= Daimyō collection =

Type of Japanese museum collection

A daimyō collection is a collection mostly of the property or former property of daimyō, or feudal aristocrat families of Japan, which are now open to the public. They typically contain traditional Japanese, and some Chinese, art objects.
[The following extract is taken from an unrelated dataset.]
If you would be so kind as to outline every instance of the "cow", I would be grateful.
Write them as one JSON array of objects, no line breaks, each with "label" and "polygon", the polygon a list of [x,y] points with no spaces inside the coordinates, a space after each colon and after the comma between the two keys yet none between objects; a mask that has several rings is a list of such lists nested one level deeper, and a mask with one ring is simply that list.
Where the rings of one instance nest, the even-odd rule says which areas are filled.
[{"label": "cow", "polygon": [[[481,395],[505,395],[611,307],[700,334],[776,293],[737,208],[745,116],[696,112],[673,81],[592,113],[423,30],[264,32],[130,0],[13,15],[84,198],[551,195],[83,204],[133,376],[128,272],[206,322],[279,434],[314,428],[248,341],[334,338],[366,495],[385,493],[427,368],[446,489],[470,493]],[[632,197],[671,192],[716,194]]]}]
- Tokugawa Art Museum, Nagoya, opened in 1935 and is supported by the Tokugawa Reimeikai Foundation of Tokyo. The collection holds more than 12,000 pieces including swords, armor, noh costumes and masks, lacquer furniture, Chinese and Japanese ceramics, calligraphy, paintings from the Chinese Song and Yuan dynasties (960–1368, and Heian period (794–1185) scrolls of The Tale of Genji. The Tokugawa Art Museum's collection originally was among the daimyō collection of Tokugawa Yoshichika (1886–1976), who was the 19th lord of Owari Province (now Aichi Prefecture). He was the descendant of the first lord of Owari, Tokugawa Yoshinao (1600–1650), the ninth son of the first Tokugawa shōgun, Tokugawa Ieyasu.
- Seisonkaku is a large Japanese-style villa built in the city of Kanazawa in 1863 by Maeda Nariyasu (1811–1884), daimyō of the region. A collection of the daimyō is open to the public. It is one of the few buildings in Japan to display the possessions of a daimyō family in their original surroundings.
- Matsuura Historical Museum in Hirado, Nagasaki Prefecture, opened in 1955. The collection holds household objects, paintings, calligraphy, and documents relating to the early foreign trade in the area. All items in the collection had once been the property of the Matsuura family, daimyō of Hirado. The items are on display in part of the family's former residence.
- Mōri Museum at Hōfu, Yamaguchi Prefecture, contains items belonging to the Mōri clan, daimyō of Suō Province. Included in the collection are paintings, including Sesshū Tōyō's famous landscape scroll of the four seasons. The collection also includes calligraphy, armor, and costumes. These items can be viewed in a former Mōri residence set in a large garden.